Jakarta (ANTARA) - Direktorat Jenderal Perhubungan Udara (Ditjen Hubud) Kementerian Perhubungan (Kemenhub) memastikan bandara di wilayah Papua tetap beroperasi setelah terjadi dua insiden penembakan pesawat di Beoga dan Dekai pada 16 dan 17 Februari 2024 lalu.
Ditjen Hubud terus memantau situasi penerbangan di wilayah Papua dan memastikan bandara atau lapangan terbang masih tetap beroperasi guna kepentingan mobilisasi orang dan penyaluran logistik.

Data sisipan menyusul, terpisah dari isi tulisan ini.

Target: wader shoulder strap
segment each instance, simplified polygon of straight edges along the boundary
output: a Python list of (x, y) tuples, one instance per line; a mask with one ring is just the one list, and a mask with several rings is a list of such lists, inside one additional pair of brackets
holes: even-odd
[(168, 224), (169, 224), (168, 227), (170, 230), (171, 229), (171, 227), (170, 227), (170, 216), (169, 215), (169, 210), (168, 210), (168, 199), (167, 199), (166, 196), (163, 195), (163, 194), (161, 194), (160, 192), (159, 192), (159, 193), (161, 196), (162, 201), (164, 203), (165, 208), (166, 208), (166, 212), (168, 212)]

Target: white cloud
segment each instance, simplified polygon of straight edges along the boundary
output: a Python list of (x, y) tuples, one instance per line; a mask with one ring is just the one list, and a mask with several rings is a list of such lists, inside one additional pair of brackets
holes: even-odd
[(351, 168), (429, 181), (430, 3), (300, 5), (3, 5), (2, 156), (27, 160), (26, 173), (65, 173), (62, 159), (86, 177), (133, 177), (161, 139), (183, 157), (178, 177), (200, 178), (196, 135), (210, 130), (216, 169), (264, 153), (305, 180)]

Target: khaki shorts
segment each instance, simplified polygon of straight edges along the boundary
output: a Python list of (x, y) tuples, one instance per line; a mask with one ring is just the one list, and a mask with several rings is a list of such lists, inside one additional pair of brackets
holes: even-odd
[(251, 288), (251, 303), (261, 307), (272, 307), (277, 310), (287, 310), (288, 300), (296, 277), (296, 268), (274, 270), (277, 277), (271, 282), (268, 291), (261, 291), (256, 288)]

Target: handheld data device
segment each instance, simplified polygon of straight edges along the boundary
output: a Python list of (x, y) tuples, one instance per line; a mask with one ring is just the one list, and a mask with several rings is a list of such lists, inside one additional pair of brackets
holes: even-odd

"Mengingat daerah-daerah di Papua tersebut merupakan daerah terpencil dan pedalaman yang hanya dapat dijangkau dengan moda transportasi udara dengan layanan penerbangan perintis, maka baik bandara maupun lapangan terbang tetap dioperasikan guna kepentingan mobilisasi orang dan penyaluran logistik," ucap Direktur Jenderal Perhubungan Udara M. Kristi Endah Murni dalam keterangannya di Jakarta, Rabu.
Diketahui, Lapangan Terbang Beoga berlokasi di Kabupaten Puncak, Papua Tengah. Sedangkan, Bandar Udara Nop Goliat Dekai berada di Kabupaten Yahukimo, Papua Pegunungan.
Berdasarkan data Ditjen Hubud, ritme insiden yang ada di Papua terjadi di rentang waktu Oktober hingga Mei setiap tahunnya secara terus-menerus. Oleh karena itu, untuk memitigasi insiden serupa agar tidak terjadi kembali, Kemenhub melalui Kantor Otoritas Bandar Udara (OBU) Wilayah X Merauke telah mengeluarkan surat edaran tentang keamanan penerbangan di wilayah kerjanya.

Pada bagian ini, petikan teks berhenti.